Challenged, the Lord decided to build the castle which she also dismissed calling it a museum.

The heartbroken Lord retired for five years of solitude in the castle, dying there in 1958. During his lifetime, he never allowed chickens, women, or dogs to enter his castle.

Another castle owner, Ewart Grogan, on the other hand, lived a happy life. He was a maverick who travelled widely and bought many parcels of land in Kenya.

Grogan road, now River road was once his part of his estate. To express his love for life and perhaps to satisfy his material desires, Grogan opted to build a castle on top of a hill overlooking the Taita Taveta plains.

Much has been written about him, especially his Moorish castle as he would once describe it in a letter to his friend.

Basil Criticos, a former MP for Taveta, is the current owner of the white castle which sits sandwiched in his expansive land on Jipe Hills.

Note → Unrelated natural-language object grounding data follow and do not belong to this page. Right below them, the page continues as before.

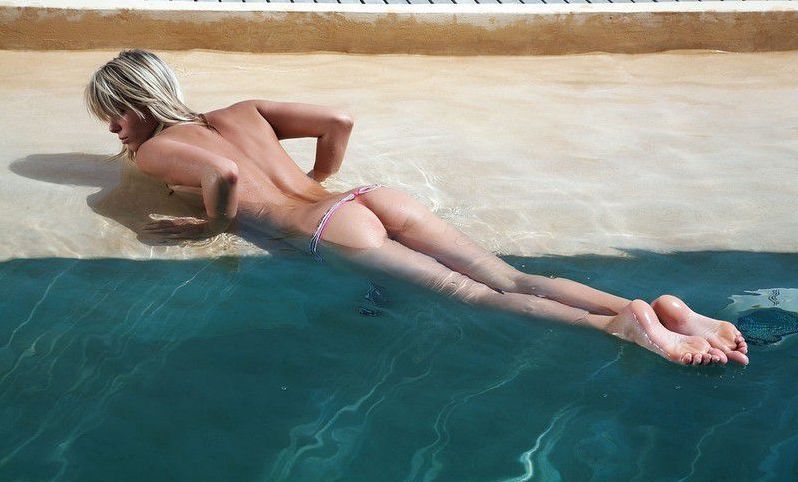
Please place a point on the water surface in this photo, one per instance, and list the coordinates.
(262, 369)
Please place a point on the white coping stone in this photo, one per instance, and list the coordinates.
(514, 8)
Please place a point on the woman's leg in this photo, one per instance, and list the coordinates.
(636, 322)
(411, 223)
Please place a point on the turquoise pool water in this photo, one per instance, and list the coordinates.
(262, 369)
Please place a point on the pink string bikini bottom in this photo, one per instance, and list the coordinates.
(325, 220)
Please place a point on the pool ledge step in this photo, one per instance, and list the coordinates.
(478, 29)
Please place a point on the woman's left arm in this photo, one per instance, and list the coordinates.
(179, 163)
(330, 148)
(295, 119)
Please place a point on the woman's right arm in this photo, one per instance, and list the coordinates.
(176, 162)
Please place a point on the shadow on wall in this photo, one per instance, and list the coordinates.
(126, 195)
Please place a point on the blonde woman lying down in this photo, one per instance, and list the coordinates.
(232, 157)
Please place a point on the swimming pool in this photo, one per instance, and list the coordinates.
(636, 174)
(243, 369)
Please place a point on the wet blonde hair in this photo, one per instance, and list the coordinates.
(140, 81)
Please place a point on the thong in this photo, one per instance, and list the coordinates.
(325, 220)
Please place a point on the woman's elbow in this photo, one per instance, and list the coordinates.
(230, 173)
(345, 120)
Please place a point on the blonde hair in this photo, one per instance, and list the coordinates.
(140, 81)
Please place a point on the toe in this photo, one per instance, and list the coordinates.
(738, 357)
(722, 358)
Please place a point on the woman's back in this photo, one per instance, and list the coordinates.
(268, 177)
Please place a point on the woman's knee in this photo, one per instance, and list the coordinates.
(668, 302)
(461, 287)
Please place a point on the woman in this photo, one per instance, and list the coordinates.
(233, 158)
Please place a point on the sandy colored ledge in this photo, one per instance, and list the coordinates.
(416, 29)
(595, 153)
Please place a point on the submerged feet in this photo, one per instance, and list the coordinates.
(638, 323)
(678, 317)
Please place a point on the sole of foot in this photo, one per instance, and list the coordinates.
(638, 323)
(678, 317)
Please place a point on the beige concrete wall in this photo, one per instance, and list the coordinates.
(417, 29)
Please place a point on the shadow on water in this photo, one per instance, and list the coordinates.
(265, 368)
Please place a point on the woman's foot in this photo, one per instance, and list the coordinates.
(678, 317)
(638, 323)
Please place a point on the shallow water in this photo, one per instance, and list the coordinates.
(256, 369)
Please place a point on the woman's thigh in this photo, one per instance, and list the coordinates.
(412, 224)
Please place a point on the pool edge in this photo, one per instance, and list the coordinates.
(401, 29)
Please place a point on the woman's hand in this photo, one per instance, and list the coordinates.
(180, 227)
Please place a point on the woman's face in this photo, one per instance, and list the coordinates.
(131, 130)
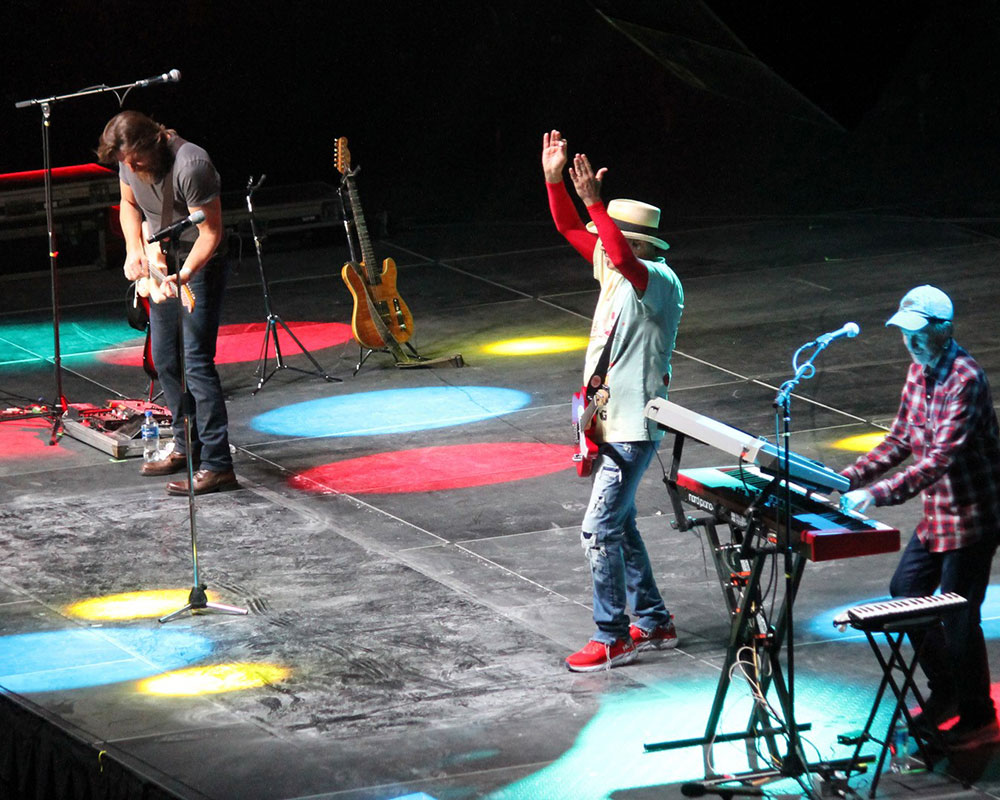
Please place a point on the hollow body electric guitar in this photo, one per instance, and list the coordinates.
(380, 318)
(584, 422)
(157, 260)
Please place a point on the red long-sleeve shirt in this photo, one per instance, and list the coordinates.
(569, 224)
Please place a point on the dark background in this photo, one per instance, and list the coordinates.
(716, 107)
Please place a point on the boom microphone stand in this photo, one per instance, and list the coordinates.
(273, 320)
(794, 763)
(59, 405)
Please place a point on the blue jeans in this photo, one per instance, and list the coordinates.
(204, 399)
(954, 655)
(619, 565)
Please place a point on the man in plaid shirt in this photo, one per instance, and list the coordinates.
(946, 421)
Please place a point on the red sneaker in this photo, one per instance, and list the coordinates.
(662, 637)
(598, 655)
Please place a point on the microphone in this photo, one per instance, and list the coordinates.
(849, 329)
(164, 233)
(725, 792)
(167, 77)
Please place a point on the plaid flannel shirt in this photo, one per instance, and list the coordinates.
(946, 421)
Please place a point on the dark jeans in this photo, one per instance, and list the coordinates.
(954, 657)
(205, 401)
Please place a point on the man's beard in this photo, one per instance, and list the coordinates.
(146, 176)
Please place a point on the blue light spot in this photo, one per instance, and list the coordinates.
(72, 659)
(822, 624)
(32, 344)
(391, 411)
(678, 709)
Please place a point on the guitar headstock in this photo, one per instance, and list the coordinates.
(342, 160)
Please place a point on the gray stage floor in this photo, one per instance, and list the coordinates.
(423, 633)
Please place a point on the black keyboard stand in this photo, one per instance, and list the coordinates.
(896, 662)
(741, 566)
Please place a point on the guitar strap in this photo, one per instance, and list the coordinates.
(601, 370)
(167, 210)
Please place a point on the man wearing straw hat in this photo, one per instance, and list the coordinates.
(638, 311)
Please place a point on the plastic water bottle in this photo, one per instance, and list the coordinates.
(150, 438)
(900, 749)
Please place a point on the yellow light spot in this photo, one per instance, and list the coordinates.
(861, 443)
(214, 679)
(536, 345)
(132, 605)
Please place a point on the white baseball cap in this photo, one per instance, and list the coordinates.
(920, 306)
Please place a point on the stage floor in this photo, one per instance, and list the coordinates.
(406, 541)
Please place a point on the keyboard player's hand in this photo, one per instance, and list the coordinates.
(857, 500)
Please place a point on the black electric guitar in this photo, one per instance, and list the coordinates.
(380, 318)
(157, 261)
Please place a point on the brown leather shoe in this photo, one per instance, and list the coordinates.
(205, 482)
(174, 462)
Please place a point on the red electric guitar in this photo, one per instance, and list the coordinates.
(584, 414)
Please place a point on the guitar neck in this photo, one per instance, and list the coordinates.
(364, 241)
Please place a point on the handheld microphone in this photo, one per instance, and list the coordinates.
(167, 77)
(849, 329)
(164, 233)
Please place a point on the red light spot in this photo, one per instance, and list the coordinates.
(428, 469)
(239, 343)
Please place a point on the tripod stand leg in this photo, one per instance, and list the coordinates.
(198, 603)
(362, 358)
(273, 320)
(319, 370)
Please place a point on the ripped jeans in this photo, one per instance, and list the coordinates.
(619, 565)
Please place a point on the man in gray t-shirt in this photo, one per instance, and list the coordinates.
(164, 179)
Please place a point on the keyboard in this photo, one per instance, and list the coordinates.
(820, 530)
(745, 446)
(889, 612)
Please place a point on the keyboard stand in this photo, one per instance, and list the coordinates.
(740, 567)
(895, 633)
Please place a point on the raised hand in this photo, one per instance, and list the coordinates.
(586, 182)
(554, 156)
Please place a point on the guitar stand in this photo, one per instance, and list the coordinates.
(273, 320)
(417, 362)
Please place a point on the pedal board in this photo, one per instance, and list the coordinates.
(115, 428)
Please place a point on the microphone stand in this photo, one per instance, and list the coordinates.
(197, 598)
(795, 763)
(273, 320)
(45, 104)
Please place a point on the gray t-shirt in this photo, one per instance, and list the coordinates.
(195, 181)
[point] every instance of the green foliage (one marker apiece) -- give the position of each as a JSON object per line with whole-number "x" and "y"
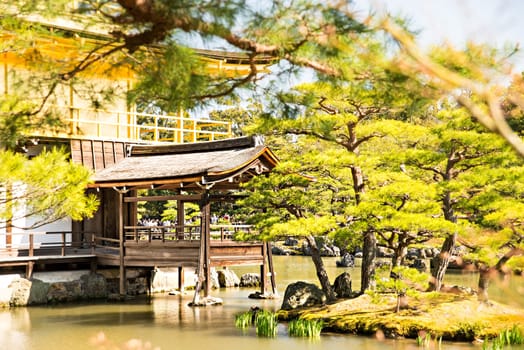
{"x": 46, "y": 188}
{"x": 244, "y": 320}
{"x": 266, "y": 323}
{"x": 400, "y": 280}
{"x": 424, "y": 340}
{"x": 305, "y": 328}
{"x": 508, "y": 337}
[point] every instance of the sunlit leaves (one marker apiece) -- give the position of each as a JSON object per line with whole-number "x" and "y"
{"x": 47, "y": 187}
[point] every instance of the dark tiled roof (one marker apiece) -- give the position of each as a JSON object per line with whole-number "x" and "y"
{"x": 211, "y": 161}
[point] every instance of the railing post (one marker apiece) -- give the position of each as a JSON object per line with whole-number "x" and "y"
{"x": 63, "y": 243}
{"x": 31, "y": 245}
{"x": 156, "y": 129}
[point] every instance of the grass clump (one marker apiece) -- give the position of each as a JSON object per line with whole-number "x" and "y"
{"x": 508, "y": 337}
{"x": 424, "y": 340}
{"x": 266, "y": 324}
{"x": 305, "y": 328}
{"x": 244, "y": 320}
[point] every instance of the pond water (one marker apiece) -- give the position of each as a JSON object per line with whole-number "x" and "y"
{"x": 166, "y": 322}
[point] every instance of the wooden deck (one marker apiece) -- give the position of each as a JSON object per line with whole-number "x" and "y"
{"x": 144, "y": 247}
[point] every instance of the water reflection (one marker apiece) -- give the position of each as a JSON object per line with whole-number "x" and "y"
{"x": 167, "y": 322}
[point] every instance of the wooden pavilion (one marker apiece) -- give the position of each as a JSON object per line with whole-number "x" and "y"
{"x": 199, "y": 172}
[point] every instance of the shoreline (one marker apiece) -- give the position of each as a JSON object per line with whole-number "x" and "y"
{"x": 452, "y": 317}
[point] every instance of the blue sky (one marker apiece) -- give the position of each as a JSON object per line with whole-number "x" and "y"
{"x": 495, "y": 22}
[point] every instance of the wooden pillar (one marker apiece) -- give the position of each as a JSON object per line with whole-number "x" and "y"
{"x": 204, "y": 269}
{"x": 122, "y": 287}
{"x": 263, "y": 271}
{"x": 8, "y": 222}
{"x": 180, "y": 219}
{"x": 205, "y": 234}
{"x": 271, "y": 269}
{"x": 181, "y": 281}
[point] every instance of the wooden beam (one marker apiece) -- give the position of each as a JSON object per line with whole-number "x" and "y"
{"x": 240, "y": 142}
{"x": 263, "y": 272}
{"x": 206, "y": 233}
{"x": 122, "y": 286}
{"x": 271, "y": 269}
{"x": 178, "y": 197}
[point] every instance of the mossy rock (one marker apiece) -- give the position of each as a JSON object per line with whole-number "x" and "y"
{"x": 452, "y": 317}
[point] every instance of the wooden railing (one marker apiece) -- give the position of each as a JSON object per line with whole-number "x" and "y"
{"x": 138, "y": 127}
{"x": 181, "y": 232}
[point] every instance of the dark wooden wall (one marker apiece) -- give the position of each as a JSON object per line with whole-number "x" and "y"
{"x": 97, "y": 154}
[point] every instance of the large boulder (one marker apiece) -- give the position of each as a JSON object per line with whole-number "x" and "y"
{"x": 347, "y": 260}
{"x": 250, "y": 280}
{"x": 28, "y": 292}
{"x": 228, "y": 278}
{"x": 342, "y": 286}
{"x": 94, "y": 285}
{"x": 276, "y": 250}
{"x": 302, "y": 294}
{"x": 291, "y": 242}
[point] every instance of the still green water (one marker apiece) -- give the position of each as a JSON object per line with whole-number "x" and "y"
{"x": 166, "y": 322}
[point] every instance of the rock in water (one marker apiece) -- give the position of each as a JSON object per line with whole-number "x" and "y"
{"x": 342, "y": 286}
{"x": 301, "y": 294}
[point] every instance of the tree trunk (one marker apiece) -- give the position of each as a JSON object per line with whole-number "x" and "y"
{"x": 369, "y": 246}
{"x": 484, "y": 278}
{"x": 442, "y": 262}
{"x": 368, "y": 261}
{"x": 399, "y": 255}
{"x": 321, "y": 270}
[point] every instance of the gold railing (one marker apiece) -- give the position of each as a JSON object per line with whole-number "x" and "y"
{"x": 137, "y": 127}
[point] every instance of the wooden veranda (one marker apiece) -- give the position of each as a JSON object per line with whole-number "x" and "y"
{"x": 200, "y": 173}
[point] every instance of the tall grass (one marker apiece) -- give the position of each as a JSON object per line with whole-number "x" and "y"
{"x": 266, "y": 324}
{"x": 424, "y": 340}
{"x": 305, "y": 328}
{"x": 507, "y": 337}
{"x": 244, "y": 320}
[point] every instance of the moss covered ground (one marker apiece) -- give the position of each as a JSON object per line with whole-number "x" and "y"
{"x": 454, "y": 317}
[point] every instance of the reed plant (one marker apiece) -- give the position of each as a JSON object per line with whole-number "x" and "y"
{"x": 508, "y": 337}
{"x": 305, "y": 328}
{"x": 244, "y": 320}
{"x": 424, "y": 340}
{"x": 266, "y": 324}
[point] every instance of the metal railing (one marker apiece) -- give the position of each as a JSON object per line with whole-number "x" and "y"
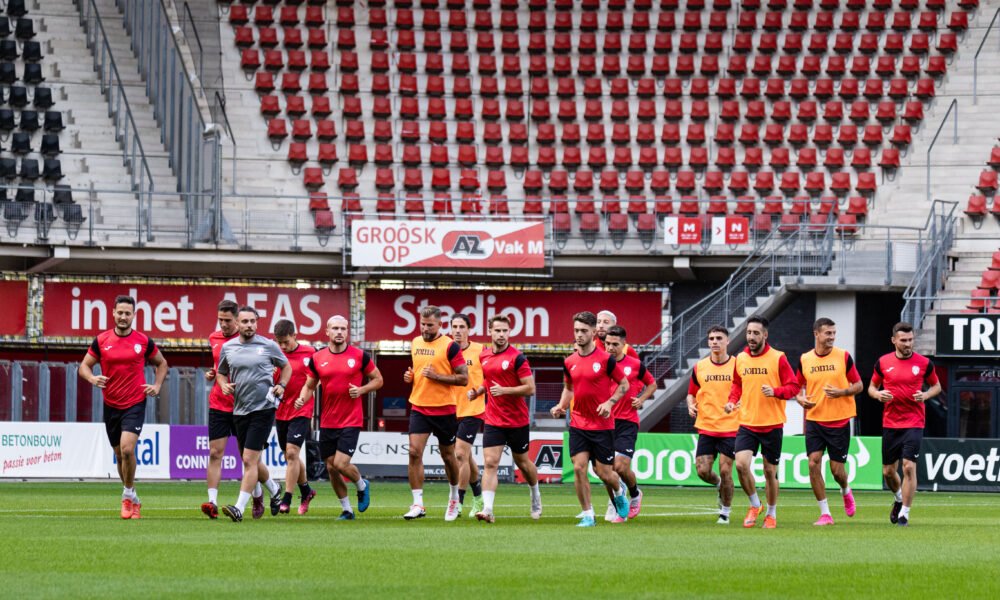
{"x": 975, "y": 59}
{"x": 126, "y": 131}
{"x": 932, "y": 270}
{"x": 193, "y": 147}
{"x": 800, "y": 253}
{"x": 952, "y": 105}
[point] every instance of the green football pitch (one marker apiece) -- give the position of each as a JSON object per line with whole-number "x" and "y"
{"x": 66, "y": 540}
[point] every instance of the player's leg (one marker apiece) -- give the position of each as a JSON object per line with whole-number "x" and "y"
{"x": 415, "y": 471}
{"x": 519, "y": 440}
{"x": 771, "y": 452}
{"x": 892, "y": 453}
{"x": 491, "y": 463}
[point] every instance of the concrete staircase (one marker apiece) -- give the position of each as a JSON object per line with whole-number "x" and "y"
{"x": 92, "y": 158}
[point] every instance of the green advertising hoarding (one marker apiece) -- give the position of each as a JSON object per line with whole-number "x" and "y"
{"x": 668, "y": 459}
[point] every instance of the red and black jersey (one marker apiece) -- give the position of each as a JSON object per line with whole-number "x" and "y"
{"x": 336, "y": 373}
{"x": 217, "y": 399}
{"x": 123, "y": 362}
{"x": 505, "y": 369}
{"x": 904, "y": 377}
{"x": 299, "y": 360}
{"x": 594, "y": 378}
{"x": 638, "y": 378}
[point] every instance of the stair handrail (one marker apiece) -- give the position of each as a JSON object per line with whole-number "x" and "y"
{"x": 120, "y": 111}
{"x": 952, "y": 105}
{"x": 927, "y": 280}
{"x": 975, "y": 59}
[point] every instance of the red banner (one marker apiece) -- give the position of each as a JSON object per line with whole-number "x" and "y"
{"x": 14, "y": 316}
{"x": 537, "y": 317}
{"x": 185, "y": 312}
{"x": 448, "y": 244}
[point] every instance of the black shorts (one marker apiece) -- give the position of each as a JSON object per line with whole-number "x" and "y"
{"x": 901, "y": 443}
{"x": 516, "y": 438}
{"x": 117, "y": 420}
{"x": 600, "y": 444}
{"x": 220, "y": 424}
{"x": 252, "y": 430}
{"x": 442, "y": 426}
{"x": 835, "y": 440}
{"x": 626, "y": 433}
{"x": 294, "y": 431}
{"x": 769, "y": 444}
{"x": 341, "y": 439}
{"x": 711, "y": 445}
{"x": 468, "y": 428}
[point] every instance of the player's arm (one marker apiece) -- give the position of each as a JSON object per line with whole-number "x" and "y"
{"x": 930, "y": 377}
{"x": 565, "y": 398}
{"x": 873, "y": 387}
{"x": 156, "y": 359}
{"x": 735, "y": 392}
{"x": 789, "y": 387}
{"x": 86, "y": 370}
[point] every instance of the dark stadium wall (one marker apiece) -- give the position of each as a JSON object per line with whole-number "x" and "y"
{"x": 876, "y": 314}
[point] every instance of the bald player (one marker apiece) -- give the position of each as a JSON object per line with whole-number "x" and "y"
{"x": 606, "y": 320}
{"x": 829, "y": 383}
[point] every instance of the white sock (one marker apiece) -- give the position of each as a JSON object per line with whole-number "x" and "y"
{"x": 824, "y": 507}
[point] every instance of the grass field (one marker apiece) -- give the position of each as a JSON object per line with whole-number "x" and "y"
{"x": 66, "y": 540}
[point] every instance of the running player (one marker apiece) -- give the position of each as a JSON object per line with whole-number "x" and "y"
{"x": 605, "y": 320}
{"x": 123, "y": 353}
{"x": 593, "y": 383}
{"x": 246, "y": 370}
{"x": 902, "y": 376}
{"x": 642, "y": 385}
{"x": 220, "y": 410}
{"x": 347, "y": 374}
{"x": 469, "y": 411}
{"x": 292, "y": 422}
{"x": 829, "y": 383}
{"x": 438, "y": 365}
{"x": 508, "y": 383}
{"x": 762, "y": 382}
{"x": 708, "y": 393}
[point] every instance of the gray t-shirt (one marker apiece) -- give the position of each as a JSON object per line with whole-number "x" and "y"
{"x": 250, "y": 367}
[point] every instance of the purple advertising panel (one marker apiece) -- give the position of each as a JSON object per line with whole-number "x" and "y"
{"x": 189, "y": 454}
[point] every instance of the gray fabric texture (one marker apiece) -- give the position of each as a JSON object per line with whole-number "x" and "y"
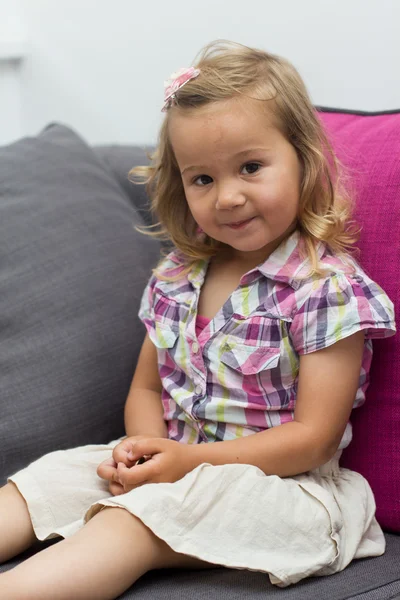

In England, where Lord Egerton had built another castle before coming to Kenya, most of the castles have been turned into museums or fun spots.

He had an almost a similar castle in Cheshire, where he once hosted the royal family. Such were the purposes of castles in England.

However, the love for unique Victorian house designs has not eluded indigenous Kenyans. The Brookehouse International school last year completed a building which is designed like a castle.

The building’s lintels resemble a Kings crown while the roof is cone-shaped and elevated with a draw bridge.

It was designed by a local architectural and interior design firm.

According to Prof Chris Wanjala who spent most of his time researching on the Egerton castle, institutions are opting for the Victorian design to give it a homely feel.

As you ponder on this marvellous piece of art, make a point to one day visit the house on James Gichuru road that is also designed like a castle.

Like the others, it too was built by a settler. However, its ownership has since changed twice. The Ministry of Immigration department of refugees is the current occupant. They have rented the building but are looking forward hoping to buy it one day.

As I walk around the rooms, I remark about how cold it is.
“Yes. We need the chill because our work is hot, It cools as off,” says Badu Katelo the immigration commissioner laughing.

It is a magnificent work of art with stair cases leading to the pool area that is no longer in use. Inside the castle, some rooms have remained unchanged.

Although the immigration department have used many of the rooms by turning them into offices, there are still many others that remain untouched.

One thing Badu is happy about is the fact that they have saved the heritage of the building that was almost being turned into a hotel for lack of occupants.